Rather than perpetuating this social construct, Ibsen moved away from style and focused on depth, content, and character analysis. He wants us to view Nora's main problem as universal: people who have not found themselves vicariously give up their lives for others whom they deem more important. The result is not always positive; sacrifices often go unnoticed and, in the end, that empty, lonely individual will have to realize that life is best lived alone. This is exactly the problem that Nora encountered in her life. Having been, like she says in Act III, "her father's doll", she was devoid of the individuality and character that one builds when exposed to the world outside. The extreme care and protection forbade Nora from making her own choices, and figuring out who she was. She adopted a character, as a result: she became her family's main source of entertainment, beauty, and excitement. All was a mask which she felt was real.

There is an inkling, though. She shows us twice in the play that she is willing to make sacrifices and keep quiet about them, rather than absorb herself in glory. She not only tried to save her father when he was ill, but also Torvald when he was ill as well. The deal that she makes with Krogstad took determination, risk, understanding and willingness to pay back. Nora is a strong woman. She just does not know it.

Around the time that Christine and Nora meet after many years of separation, Christine downplays Nora's pride in taking care of Torvald during the illness. Even Christine minimizes Nora and sees her as a clueless wonder. However, here is where we notice first that Nora is not willing to live with the stigma. She may not have argued Christine's observations, but she does stand up for herself and her decisions. It is clear that Nora is starting to see a side of her that she did not know was there. 

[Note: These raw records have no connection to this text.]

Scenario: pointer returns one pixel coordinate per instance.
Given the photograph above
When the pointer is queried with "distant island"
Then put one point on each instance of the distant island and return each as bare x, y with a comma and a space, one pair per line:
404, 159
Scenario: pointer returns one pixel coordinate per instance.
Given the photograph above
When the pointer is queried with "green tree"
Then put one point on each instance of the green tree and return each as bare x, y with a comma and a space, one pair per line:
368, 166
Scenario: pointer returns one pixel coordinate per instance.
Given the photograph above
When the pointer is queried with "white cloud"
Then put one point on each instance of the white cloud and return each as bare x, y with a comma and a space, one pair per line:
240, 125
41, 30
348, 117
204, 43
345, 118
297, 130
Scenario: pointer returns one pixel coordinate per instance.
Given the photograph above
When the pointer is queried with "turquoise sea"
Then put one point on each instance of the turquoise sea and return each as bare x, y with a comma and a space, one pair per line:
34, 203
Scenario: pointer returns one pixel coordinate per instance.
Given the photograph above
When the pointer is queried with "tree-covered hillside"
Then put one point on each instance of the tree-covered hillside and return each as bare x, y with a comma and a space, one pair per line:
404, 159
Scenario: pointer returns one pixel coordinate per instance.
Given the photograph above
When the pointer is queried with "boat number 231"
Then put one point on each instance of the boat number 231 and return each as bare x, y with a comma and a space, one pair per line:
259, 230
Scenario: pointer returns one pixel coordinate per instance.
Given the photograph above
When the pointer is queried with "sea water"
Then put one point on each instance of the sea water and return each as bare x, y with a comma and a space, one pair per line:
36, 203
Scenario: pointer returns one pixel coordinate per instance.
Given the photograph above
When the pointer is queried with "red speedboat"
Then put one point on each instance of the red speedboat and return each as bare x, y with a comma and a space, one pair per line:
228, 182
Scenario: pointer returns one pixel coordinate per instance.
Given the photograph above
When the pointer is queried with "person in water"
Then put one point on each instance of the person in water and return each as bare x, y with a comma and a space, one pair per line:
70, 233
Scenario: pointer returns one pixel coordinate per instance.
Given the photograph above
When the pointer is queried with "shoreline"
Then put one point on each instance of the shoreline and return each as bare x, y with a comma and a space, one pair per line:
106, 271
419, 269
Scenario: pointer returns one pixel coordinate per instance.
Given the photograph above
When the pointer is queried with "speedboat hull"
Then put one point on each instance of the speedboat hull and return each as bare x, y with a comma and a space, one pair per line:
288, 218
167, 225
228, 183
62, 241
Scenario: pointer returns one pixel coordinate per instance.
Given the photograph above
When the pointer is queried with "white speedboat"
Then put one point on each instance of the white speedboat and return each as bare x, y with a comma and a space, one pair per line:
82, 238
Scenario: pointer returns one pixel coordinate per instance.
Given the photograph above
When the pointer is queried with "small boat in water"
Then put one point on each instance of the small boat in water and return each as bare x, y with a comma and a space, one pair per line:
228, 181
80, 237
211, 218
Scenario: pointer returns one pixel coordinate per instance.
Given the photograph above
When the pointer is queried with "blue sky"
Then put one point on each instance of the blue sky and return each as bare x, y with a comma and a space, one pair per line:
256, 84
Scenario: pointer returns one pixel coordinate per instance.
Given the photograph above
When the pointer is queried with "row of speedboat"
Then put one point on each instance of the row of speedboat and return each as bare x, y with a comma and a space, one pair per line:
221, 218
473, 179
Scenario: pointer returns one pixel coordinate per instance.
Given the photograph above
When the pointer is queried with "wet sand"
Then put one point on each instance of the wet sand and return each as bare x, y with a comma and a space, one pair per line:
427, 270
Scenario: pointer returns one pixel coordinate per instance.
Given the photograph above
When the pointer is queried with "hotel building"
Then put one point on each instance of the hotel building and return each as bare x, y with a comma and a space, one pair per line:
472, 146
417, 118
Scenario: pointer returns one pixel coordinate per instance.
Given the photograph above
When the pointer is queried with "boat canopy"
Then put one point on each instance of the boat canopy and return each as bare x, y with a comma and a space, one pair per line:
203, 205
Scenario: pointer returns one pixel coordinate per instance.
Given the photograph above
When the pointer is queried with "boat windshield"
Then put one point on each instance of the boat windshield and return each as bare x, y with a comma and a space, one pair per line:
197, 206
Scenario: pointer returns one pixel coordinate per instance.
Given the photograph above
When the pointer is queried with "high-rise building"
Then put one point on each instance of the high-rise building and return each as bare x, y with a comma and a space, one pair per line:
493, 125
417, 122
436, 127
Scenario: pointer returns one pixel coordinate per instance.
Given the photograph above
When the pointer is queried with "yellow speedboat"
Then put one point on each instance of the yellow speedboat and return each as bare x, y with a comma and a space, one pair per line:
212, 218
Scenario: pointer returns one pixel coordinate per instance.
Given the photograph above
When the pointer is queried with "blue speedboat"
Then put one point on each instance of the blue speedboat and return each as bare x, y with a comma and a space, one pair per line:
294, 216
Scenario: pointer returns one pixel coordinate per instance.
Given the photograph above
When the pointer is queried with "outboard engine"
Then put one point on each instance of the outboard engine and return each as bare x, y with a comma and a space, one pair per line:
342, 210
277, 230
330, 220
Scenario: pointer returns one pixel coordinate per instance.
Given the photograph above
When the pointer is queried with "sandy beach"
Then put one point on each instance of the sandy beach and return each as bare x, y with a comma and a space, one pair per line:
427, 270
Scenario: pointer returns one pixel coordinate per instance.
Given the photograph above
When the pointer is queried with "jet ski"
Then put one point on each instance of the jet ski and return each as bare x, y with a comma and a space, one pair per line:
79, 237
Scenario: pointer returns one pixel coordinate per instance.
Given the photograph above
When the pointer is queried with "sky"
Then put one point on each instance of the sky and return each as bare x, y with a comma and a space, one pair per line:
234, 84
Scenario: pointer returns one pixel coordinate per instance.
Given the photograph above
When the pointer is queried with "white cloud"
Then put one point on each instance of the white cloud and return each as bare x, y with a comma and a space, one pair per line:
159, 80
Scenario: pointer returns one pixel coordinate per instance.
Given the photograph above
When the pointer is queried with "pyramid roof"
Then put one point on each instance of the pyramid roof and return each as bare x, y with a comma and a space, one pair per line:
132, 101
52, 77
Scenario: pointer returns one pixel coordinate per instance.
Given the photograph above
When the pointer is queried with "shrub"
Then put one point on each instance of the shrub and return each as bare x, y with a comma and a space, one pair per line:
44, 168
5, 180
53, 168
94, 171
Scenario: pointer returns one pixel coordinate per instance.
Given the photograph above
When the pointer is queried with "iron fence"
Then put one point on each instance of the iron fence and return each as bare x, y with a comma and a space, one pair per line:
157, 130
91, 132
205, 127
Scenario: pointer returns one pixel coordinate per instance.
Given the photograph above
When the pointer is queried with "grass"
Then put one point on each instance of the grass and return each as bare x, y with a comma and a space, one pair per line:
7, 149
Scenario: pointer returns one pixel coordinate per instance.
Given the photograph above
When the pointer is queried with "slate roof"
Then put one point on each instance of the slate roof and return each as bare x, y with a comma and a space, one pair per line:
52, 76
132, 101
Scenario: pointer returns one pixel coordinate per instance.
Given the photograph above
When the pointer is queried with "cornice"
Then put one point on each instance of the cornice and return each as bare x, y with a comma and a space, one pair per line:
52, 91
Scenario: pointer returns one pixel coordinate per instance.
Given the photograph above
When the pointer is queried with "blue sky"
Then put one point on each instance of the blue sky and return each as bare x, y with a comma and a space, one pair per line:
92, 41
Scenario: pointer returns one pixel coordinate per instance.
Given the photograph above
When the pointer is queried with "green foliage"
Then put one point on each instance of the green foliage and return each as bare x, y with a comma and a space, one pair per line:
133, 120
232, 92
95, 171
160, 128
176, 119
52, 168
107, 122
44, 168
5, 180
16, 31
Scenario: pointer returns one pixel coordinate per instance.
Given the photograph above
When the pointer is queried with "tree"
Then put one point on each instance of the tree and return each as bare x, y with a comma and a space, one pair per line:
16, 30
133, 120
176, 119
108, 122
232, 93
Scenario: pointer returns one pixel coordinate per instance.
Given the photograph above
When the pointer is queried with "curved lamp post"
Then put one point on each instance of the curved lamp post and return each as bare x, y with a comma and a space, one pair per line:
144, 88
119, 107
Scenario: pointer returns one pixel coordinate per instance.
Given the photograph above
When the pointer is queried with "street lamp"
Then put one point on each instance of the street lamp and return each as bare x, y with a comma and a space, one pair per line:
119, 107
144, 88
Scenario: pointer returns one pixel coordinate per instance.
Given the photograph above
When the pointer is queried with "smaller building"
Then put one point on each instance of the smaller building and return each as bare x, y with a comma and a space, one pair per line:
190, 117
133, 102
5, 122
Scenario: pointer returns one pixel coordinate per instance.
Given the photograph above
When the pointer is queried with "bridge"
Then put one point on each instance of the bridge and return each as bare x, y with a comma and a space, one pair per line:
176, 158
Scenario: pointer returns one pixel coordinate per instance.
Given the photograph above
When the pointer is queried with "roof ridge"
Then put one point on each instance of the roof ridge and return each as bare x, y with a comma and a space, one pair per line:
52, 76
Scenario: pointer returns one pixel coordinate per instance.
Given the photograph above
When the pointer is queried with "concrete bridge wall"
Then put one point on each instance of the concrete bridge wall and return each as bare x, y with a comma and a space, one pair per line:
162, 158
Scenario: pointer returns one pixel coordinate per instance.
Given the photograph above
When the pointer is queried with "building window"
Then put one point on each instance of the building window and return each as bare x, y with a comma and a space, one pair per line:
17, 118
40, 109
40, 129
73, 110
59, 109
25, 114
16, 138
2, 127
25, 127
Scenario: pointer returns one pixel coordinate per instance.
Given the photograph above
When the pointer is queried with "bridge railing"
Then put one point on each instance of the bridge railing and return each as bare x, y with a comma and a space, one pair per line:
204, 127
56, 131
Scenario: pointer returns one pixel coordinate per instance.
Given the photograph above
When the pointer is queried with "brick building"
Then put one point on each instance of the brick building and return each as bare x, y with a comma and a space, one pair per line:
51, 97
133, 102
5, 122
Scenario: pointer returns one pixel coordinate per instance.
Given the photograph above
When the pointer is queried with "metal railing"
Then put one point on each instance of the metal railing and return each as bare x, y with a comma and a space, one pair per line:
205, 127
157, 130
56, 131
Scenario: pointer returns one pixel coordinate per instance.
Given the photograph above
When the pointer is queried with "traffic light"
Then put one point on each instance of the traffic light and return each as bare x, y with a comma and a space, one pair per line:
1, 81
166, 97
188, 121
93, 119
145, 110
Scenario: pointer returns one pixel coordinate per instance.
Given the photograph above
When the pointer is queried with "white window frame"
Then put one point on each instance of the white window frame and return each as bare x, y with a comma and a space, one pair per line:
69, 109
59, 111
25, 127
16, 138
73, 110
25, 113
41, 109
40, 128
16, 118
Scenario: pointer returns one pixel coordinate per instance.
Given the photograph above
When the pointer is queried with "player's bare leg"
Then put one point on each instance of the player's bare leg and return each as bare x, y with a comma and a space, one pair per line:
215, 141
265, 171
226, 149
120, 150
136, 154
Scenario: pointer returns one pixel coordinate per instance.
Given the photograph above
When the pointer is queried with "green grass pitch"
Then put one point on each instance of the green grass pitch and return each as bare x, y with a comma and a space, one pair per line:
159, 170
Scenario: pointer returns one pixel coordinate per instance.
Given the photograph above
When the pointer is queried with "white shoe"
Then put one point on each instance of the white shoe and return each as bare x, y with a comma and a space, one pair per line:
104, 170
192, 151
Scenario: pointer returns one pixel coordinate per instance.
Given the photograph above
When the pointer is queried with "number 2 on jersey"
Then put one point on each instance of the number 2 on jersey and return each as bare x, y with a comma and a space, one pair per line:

Well, then I have found other ways of earning money. Last winter I was lucky enough to get a lot of copying to do; so I locked myself up and sat writing every evening till quite late at night. Many a time I was desperately tired; but all the same it was a tremendous pleasure to sit there working and earning money. It was like being a man. (Act I)

Yet, the pivotal event that pushed Nora to "grow up" was toward the end of the play, after Torvald discovers the deal between Nora and Krogstad. Nora would say throughout the play that maybe a "miracle" will happen; this miracle consists on Torvald knowing about what she did and praising her for her huge sacrifice. That did not happen. After thinking that their reputation would suffer, Torvald insulted Nora, her upbringing, AND her sacrifice. In a shock, Nora comes to terms with what was argued previously: that she had never been her true self. That she had lived through the eyes and needs of Torvald, and that (not that she sees it is all worthless), perhaps it is time to catch up and take care of the person who she really is.

At the end, she admits as much:

Indeed, you were perfectly right. I am not fit for the task. There is another task I must undertake first. I must try and educate myself- you are not the man to help me in that. I must to that for myself. And that is why I am going to leave you now (Act III).